26 Comments
May 26, 2023Liked by Neko Case

I live just north of Detroit and made this cool (IMHO) story map about local chimney swift populations. Not sure where in Michigan you are, but you might like to check it out! (Not sure how it looks on mobile, might want to use your computer)

https://www.arcgis.com/apps/MapSeries/index.html?appid=0be60805764a4800982b9708e199b2ed

Expand full comment

I live in the center of Guadalajara where there isn’t an abundance of wildlife, but I do enjoy the presence of Grackles, fearless little Quail who don’t fly away until you’re a foot away, and Hummingbirds who have taken a liking to entering my 4th floor apartment via the atrium.

The Grackles are particularly amusing with their mocking of the urban sounds surrounding them.

The most profound spectacle I’ve ever witnessed, however, was while taking a walk through Seward Park in Seattle on a hot Summer afternoon.

A huge flock of Crows, probably on their way either North or South of the city, had caught a thermal above Lake Washington. It was a column of hundreds of birds extending a few hundred feet above the lake surface, swirling in tornadic perfection.

I stood in silent awe for about an hour until they dispersed.

Expand full comment

We have a small back yard, about 1/5 acre, but it is our little slice of nature with many different forms of wildlife living there or passing thru. One of the most interesting and fun things to watch, which I had never seen before moving to this house, is the mating "dance" or "game" that our little group of wild rabbits participate in.

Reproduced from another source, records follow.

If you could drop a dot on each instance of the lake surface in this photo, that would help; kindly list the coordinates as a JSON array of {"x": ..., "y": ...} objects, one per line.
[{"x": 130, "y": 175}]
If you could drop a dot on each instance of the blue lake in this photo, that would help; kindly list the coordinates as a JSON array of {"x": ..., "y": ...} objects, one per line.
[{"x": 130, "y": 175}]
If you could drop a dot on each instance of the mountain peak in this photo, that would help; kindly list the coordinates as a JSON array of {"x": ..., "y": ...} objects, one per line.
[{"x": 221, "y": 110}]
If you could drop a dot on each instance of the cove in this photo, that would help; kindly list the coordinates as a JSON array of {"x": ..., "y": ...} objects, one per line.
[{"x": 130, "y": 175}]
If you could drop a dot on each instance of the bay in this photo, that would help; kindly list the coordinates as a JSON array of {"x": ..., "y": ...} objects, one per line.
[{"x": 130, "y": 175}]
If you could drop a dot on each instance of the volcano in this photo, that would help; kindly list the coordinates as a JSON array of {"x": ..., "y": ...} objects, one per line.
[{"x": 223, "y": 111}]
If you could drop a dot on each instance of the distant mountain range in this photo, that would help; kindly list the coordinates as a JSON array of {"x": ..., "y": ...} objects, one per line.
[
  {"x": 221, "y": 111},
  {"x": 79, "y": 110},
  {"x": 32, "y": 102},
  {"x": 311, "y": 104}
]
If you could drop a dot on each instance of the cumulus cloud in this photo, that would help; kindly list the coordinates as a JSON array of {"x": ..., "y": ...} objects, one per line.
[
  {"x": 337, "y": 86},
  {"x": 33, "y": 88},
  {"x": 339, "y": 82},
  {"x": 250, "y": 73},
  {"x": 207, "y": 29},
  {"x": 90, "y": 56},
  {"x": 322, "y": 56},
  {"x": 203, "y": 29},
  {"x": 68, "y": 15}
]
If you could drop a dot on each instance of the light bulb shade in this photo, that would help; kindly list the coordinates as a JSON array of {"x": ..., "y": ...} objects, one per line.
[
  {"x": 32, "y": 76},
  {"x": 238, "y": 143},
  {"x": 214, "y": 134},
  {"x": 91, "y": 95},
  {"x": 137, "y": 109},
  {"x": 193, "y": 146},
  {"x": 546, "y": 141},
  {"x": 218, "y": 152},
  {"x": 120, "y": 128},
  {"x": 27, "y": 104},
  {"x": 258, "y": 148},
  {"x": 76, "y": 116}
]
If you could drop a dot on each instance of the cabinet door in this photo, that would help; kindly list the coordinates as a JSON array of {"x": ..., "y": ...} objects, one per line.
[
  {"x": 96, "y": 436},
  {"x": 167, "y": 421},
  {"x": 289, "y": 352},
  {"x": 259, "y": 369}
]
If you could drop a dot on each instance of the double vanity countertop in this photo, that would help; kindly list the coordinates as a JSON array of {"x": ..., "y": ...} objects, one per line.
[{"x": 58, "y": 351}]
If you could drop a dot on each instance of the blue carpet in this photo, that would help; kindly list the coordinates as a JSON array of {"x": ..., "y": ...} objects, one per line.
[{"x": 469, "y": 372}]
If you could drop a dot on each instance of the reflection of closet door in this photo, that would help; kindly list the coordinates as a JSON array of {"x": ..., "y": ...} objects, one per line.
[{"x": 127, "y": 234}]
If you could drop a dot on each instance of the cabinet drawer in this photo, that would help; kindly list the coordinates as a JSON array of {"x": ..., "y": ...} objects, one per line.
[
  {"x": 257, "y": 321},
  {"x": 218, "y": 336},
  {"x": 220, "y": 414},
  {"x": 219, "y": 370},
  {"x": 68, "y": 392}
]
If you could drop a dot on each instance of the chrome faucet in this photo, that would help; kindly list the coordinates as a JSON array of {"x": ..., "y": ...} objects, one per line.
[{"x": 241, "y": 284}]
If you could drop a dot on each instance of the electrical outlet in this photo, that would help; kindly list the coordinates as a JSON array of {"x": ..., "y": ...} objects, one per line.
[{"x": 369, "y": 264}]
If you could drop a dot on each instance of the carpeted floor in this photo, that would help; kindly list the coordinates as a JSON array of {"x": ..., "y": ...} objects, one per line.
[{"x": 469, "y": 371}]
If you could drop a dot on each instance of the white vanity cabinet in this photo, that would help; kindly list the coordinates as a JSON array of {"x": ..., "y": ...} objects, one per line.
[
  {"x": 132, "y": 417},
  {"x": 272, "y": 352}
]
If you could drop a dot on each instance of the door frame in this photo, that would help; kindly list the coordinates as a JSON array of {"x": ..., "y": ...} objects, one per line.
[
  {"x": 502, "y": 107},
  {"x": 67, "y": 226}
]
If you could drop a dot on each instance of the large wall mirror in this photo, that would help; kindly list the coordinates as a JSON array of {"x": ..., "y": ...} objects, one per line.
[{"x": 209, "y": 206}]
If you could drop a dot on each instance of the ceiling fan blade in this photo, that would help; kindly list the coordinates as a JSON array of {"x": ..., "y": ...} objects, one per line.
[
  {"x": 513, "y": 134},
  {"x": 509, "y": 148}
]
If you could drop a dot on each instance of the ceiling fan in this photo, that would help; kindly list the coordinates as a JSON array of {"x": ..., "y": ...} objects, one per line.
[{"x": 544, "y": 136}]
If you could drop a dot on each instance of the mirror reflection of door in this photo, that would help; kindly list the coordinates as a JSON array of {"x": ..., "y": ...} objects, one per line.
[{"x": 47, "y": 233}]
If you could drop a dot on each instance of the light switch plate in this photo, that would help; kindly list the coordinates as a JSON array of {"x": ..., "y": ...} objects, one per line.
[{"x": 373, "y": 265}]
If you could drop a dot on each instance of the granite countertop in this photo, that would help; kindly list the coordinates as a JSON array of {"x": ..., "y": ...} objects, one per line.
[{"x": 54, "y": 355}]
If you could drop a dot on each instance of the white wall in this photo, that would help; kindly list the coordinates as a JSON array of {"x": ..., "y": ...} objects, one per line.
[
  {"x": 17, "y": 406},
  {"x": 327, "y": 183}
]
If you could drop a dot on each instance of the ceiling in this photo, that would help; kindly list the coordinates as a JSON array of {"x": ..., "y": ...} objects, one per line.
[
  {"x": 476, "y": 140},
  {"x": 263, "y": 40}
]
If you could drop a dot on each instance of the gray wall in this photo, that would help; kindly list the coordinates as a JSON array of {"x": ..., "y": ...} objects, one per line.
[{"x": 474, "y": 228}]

A pair will stop and face each other, usually about 2-3 feet apart, sit motionless and stare at each other for several seconds, and then suddenly one will charge at the other, and the chargee jumps straight up in the air as the charger passes below. Then they turn around again like a pair of duelers at 10 paces, and do it again in the opposite direction. This sometimes goes on for several minutes until one of them gets tired of the game and runs off, or they both run off due to some other thing startling them. My wife and I have seen it countless times now, but its always fun to watch, and puts a smile on our faces. I don't think I have ever seen the swift phenomenon you describe, but I will be on the lookout next time I'm in an area like that. Thanks.

Expand full comment

I have had chimney swifts nest in my chimney ....they are very chatty in the morning! I hope they are back again this year. I live in the Connecticut suburbs, not sure why my brick got chosen but I'm glad it did :-)

Expand full comment

You know about the Chapman Swifts in Portland, right? A month long spectacle, in residence nightly, a giant cloud of swifts slowly funnelling into a dormant coal chimney at an elementary school. Everyone brings a picnic and watches the show.

Expand full comment

Sorry for second comment today this one unrelated to swifts.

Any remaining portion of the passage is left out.